01
A typed phase loop, not vibes
The agent moves through 23 numbered lifecycle phases. Each has a Zod-typed evidence gate, so it can't move forward without producing the artifact the next phase needs. No hidden state, no fuzzy checkpoint — a long-horizon run stays auditable end to end.
02
Typed protocol between intent and execution
User intent lives in a mutable spec. The moment it's committed, it freezes into an immutable input package that every downstream tool consumes. Upstream of the freeze, anything can change; downstream, every change is auditable. Prompt-invalidation tracking catches stale assumptions.
03
Sandboxed tool execution, never on the host
Every tool runs inside a Docker image with a strict workspace mount and a command-policy admission gate. Same images locally via Docker Compose, same images in production on AWS Batch / ECS — one debugging surface in both places.
04
A Guardian for when things break
Real tools fail constantly. The Guardian subsystem collects forensic evidence on failure and spawns specialist subagents — a debugger, a UI verifier, a report reviewer — to diagnose and propose a fix.
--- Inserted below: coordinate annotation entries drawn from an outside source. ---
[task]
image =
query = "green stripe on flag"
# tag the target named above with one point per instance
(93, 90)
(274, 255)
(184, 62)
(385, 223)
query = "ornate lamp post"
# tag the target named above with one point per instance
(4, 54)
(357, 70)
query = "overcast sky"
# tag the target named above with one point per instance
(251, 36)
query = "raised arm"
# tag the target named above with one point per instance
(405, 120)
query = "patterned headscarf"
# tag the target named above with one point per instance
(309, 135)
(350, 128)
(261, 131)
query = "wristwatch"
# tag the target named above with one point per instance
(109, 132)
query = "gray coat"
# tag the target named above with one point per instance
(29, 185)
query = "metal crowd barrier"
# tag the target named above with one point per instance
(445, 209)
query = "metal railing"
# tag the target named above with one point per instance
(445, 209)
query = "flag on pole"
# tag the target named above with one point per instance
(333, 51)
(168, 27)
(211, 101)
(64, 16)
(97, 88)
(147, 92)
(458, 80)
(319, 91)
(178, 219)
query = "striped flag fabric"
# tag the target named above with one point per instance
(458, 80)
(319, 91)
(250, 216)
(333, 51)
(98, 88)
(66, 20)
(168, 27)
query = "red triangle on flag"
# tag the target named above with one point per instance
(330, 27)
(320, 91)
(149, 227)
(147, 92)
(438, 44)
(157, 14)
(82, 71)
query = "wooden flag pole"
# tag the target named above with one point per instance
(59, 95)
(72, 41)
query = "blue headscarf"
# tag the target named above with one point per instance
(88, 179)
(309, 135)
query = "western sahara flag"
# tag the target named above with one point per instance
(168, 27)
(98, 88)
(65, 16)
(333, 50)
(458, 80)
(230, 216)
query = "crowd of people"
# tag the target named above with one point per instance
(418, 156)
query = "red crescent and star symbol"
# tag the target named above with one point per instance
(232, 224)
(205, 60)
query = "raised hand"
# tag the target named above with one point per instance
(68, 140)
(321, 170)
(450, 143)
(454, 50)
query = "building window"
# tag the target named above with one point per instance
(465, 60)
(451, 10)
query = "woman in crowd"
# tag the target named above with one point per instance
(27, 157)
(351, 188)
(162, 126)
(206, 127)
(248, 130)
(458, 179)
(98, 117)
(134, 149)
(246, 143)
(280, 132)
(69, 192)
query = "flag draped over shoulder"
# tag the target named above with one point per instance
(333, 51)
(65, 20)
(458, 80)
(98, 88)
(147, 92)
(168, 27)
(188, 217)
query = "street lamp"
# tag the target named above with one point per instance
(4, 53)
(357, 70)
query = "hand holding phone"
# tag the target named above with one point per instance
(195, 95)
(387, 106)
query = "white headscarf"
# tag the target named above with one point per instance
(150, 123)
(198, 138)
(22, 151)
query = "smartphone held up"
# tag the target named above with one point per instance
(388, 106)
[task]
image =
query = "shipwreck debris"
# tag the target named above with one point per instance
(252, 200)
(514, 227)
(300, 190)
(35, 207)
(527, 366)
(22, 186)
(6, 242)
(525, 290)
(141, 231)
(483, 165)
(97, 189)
Every recovery is journaled, so retries don't quietly re-introduce the same bug.
05
Memory that means something
A durable memory layer stores domain gotchas, validated precedents, and project patterns. The agent stops relearning the same lesson on every project — a small idea with a large effect on long-horizon competence.
06
Deep research, not just chat
A supervisor / researcher multi-agent loop reads technical literature, vendor docs, and the agent's own memory, and synthesizes a grounded answer streamed back with provenance — not hallucinated citations.